When you become a writer, it sometimes spoils reading for you. It's hard to turn off the voice inside that notices little things... the voice that wishes the author had tilted just a bit and gone a different way. Then there is the shouting during the truly awful books that make you wish you could bleach your brain or poke out your eyes.
Then, there are the unicorns... the mythical creatures so rare that when you find them you want to point them out to everyone--those books... THE BOOKS. You know which ones I'm talking about. The ones that don't require you to say, "It's really good other than...." when you recommend them. The ones that you just want to run and buy more copies to stick under your pillow and hopefully osmosify into your brain. (I can make up words like that--I'm a writer.)
These rare creatures make your heart sing... they make you believe that it's not just the trends being published... they make you shiver and dream of someday writing something even half as good. They make you wish that books never ended and a new page would show up tomorrow in the story. Or maybe you feel so satisfied with the ending you reread it again and again. They are the unicorn books.
When you become a writer, these books become even more rare. You know there is a man behind the curtain, and it's sometimes hard to lose yourself in a book like you once did. It's hard to not see the hand of the writer when you're reading.
I'm almost afraid to pick up a book that someone else has recommended because I know it'll disappoint me. The books won't keep their promise clear to the end... or maybe they will... and I'll regret that too because it wasn't a promise worth keeping. I hate when low expectations are met almost more than when high expectations aren't.
Don't get me wrong, I read commercial fiction and romance books where the sole promise is that they'll entertain. They don't let me down, but they're not unicorn books for the most part. My expectation is that they'll make me happy for a few hours but I'll ultimately forget them and reread them in a year or so. Sometimes, they rise above that expectation. Mostly they don't, and that's okay because I've lost myself in an entertaining book for a few hours and I'm grateful.

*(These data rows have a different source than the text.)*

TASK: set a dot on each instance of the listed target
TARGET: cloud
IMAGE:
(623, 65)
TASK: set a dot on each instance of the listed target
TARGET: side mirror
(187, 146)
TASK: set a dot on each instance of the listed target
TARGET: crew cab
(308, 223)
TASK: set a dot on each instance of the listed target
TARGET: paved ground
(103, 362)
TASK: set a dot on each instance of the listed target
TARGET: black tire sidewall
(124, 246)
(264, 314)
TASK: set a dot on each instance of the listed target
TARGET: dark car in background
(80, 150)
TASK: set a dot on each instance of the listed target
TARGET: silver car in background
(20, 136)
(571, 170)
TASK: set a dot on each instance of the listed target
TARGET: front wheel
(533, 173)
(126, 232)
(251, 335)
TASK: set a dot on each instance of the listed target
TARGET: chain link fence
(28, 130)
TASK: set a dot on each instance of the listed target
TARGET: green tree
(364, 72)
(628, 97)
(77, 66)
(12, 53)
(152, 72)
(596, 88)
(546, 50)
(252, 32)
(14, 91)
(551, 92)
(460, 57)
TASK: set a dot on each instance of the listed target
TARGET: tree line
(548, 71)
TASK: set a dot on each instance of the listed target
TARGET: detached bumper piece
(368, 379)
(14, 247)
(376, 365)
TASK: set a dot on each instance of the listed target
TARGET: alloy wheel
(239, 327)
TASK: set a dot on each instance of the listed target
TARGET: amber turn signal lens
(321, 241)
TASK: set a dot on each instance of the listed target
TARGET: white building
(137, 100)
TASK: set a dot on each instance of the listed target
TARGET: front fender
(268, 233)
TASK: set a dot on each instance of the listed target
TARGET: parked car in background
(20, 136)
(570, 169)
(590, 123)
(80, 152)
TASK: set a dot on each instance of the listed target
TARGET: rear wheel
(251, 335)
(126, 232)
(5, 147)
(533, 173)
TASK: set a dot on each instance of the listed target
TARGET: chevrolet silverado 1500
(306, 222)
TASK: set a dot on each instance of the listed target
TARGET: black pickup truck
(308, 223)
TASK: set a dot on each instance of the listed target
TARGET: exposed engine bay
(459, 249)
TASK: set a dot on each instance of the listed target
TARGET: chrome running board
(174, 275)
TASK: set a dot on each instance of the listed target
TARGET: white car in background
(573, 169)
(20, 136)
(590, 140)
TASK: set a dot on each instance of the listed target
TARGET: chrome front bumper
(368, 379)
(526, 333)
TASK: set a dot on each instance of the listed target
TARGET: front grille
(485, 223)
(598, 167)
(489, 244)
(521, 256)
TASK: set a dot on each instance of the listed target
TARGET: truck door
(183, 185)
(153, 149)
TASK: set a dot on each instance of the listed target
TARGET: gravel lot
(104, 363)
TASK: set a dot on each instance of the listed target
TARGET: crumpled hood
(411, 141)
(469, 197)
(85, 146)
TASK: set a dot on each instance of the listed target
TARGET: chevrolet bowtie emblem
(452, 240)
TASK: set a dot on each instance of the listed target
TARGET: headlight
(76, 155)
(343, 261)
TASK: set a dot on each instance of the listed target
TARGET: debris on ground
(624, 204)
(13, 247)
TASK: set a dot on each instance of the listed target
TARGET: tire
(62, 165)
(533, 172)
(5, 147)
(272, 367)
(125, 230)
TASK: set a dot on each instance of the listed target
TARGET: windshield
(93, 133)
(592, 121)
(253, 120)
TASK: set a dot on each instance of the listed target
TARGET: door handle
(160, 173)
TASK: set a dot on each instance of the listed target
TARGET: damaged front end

The other beautiful thing about unicorn books when you find them as a writer is that you can talk about them. You can TALK about them. You don't have to watch what you say and worry that an author, their editor, their agent, or their fans are going to take issue with what you say. You can say exactly what you think.
So, what is this all leading up to?
I loved the book Coraline. (We read it for our book club read this last month.) I loved it to scary, creepy, weird little pieces. I'm sure it's not a unicorn for everyone, but it was for me. I just wanted to hug it and say, "YES! This is what writing should be about! This is a good book!" Some of the lines were so perfect. SO PERFECT!
I've read a few books recently that let me down--drastically--and I just thought, "How was this published?" It was good to read a book that lived up to its promise.
That's not the beginning or end of my unicorn list, of course, but it got me thinking about the topic of living up to the promise to your reader that you present on the first page or the expectations they have when they look at the cover.
Also, it would be cool one day to have someone think my book was a unicorn book... but anyway.
On the subject of writing, Sarah is still working on notes, so I'm off the hook for a bit. I opened up my Dystopian WIP and I'm thinking of... *gasp* plotting out the book, so I can pop in and out of it a bit more in the coming months. (I know. This sounds like crazy talk to me too.) I also figured out a way to address an issue in my book Re:Straint/the mutant thing. I hope I have anyway. So, it's revision and plotting for me this week... and hopefully I'll hear back from my betas on Curse Me A Story soon. Have a good day everyone!